Application logs are structured and enriched with a request id, user id, and route — identifiers for correlation — rather than raw personal data.

Data minimization on public surfaces

Where data is exposed publicly, it's minimized to only what's needed. The public map/GeoJSON surface, for example, exposes the geographic shape needed to render the map and omits identifying address detail. The principle: public endpoints return the minimum necessary, and nothing more.

File uploads

Uploaded files (attachments, logos, documents) are:

  • Size-limited — a 25 MB cap (MAX_UPLOAD_FILE_SIZE_BYTES), enforced on the server and surfaced in the UI.
  • Access-controlled — never public; served only through the authenticated API with per-entity ownership checks. See Authorization.
  • Sanitized — filenames are sanitized and path traversal is rejected.

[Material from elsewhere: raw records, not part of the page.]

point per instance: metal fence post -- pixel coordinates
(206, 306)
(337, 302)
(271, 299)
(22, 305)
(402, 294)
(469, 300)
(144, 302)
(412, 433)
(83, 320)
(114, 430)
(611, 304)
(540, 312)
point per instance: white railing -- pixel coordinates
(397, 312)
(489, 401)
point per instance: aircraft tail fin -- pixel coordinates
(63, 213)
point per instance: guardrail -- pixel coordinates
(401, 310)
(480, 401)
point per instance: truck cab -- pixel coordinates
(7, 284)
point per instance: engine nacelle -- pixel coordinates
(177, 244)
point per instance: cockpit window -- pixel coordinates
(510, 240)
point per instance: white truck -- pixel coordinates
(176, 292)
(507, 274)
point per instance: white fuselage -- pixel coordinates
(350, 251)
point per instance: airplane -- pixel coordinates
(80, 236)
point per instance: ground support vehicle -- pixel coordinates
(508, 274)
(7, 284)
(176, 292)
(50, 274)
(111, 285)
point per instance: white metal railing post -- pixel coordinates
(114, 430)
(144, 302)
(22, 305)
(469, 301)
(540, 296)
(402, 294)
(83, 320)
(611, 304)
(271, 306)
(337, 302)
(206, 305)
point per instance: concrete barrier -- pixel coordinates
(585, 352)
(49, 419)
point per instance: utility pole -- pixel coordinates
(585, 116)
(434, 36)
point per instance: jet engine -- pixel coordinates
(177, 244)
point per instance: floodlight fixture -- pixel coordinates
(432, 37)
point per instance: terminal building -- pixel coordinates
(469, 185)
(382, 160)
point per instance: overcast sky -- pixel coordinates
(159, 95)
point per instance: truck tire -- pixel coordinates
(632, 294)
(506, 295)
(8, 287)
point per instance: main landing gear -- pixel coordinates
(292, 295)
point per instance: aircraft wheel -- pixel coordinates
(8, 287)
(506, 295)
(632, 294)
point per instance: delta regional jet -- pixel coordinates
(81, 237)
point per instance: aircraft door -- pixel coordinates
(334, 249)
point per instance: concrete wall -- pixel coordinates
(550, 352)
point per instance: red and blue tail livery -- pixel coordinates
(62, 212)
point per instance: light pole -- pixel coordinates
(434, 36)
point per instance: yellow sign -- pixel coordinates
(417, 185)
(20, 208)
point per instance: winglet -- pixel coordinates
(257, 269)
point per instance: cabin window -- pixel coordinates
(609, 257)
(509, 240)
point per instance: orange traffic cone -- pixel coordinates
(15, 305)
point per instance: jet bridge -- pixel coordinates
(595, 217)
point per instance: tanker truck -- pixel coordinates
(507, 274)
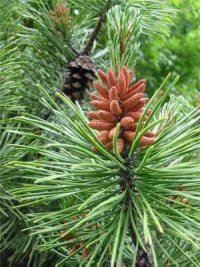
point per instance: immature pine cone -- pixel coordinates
(118, 101)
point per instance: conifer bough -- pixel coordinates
(118, 102)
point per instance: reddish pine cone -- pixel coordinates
(118, 102)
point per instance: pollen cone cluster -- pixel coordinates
(118, 102)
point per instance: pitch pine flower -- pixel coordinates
(118, 102)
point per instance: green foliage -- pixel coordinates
(60, 199)
(89, 186)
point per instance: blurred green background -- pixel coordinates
(179, 53)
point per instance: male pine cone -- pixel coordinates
(118, 102)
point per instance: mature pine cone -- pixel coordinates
(79, 76)
(118, 101)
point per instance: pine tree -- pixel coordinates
(111, 182)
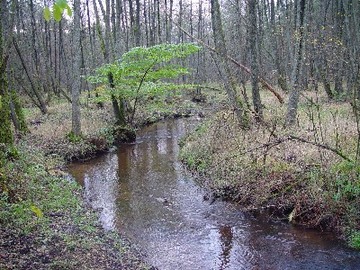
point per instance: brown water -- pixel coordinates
(142, 190)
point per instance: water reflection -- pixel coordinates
(143, 191)
(226, 239)
(100, 187)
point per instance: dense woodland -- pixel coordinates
(287, 45)
(287, 71)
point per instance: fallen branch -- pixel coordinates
(264, 83)
(278, 141)
(323, 146)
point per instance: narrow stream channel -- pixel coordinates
(143, 191)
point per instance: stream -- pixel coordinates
(142, 190)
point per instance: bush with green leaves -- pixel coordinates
(143, 73)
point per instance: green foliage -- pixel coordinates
(57, 10)
(347, 182)
(19, 112)
(355, 240)
(6, 135)
(143, 72)
(73, 138)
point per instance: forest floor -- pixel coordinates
(307, 175)
(44, 221)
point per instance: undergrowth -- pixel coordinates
(266, 169)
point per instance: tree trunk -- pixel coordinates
(6, 136)
(75, 91)
(295, 91)
(229, 81)
(253, 34)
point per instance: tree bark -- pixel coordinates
(229, 81)
(253, 34)
(75, 91)
(295, 91)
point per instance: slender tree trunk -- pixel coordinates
(6, 136)
(220, 46)
(295, 91)
(254, 60)
(75, 91)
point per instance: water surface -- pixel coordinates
(143, 191)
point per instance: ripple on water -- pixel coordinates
(143, 191)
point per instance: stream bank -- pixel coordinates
(290, 180)
(143, 191)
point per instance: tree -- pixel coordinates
(295, 85)
(253, 43)
(229, 81)
(6, 136)
(141, 72)
(75, 91)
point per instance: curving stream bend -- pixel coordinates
(142, 190)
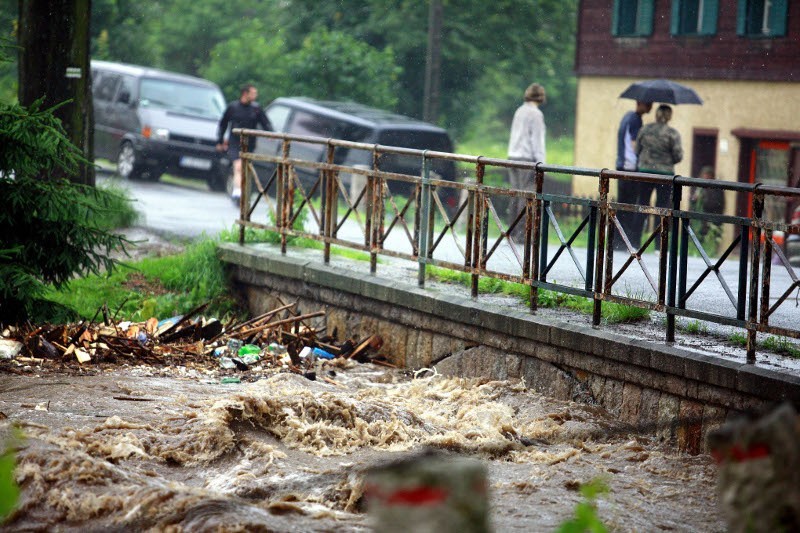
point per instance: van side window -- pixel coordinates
(106, 87)
(277, 116)
(304, 123)
(127, 90)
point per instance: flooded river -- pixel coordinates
(152, 449)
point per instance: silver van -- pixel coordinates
(151, 121)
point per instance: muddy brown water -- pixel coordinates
(138, 448)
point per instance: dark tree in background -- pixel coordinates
(54, 65)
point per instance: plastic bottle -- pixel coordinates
(249, 349)
(322, 354)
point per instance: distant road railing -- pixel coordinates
(455, 225)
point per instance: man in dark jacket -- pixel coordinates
(243, 113)
(628, 191)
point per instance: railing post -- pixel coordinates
(424, 219)
(536, 228)
(280, 192)
(475, 224)
(602, 226)
(377, 209)
(755, 260)
(673, 258)
(683, 264)
(329, 202)
(244, 199)
(766, 276)
(544, 235)
(744, 255)
(590, 248)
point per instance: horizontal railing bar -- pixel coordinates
(377, 200)
(555, 287)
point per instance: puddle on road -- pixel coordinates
(288, 454)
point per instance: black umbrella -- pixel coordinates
(664, 91)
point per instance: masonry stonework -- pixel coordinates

Client error monitoring and PII

The web client uses Sentry for error monitoring in staging and production. It is configured with sendDefaultPii: false in apps/client/src/lib/sentry.ts, so Sentry does not automatically attach default request or user context (such as cookies or IP-derived user data) to error reports. Error events still include the release and environment tags needed for debugging. Sentry remains a sub-processor for error telemetry; see the sub-processor list.

What still needs to be documented

A few data-governance items are organizational policies rather than code, and are being formalized:

  • Data retention and deletion — how long each category of data is kept, and the process for deleting a user's or organization's data on request.
  • Data subject access requests — the operational process for fulfilling access/deletion requests.
  • Data-processing agreements — formal DPA status with each sub-processor listed under Infrastructure and secrets.

These are tracked as open items rather than documented here, to avoid implying a policy that isn't yet ratified.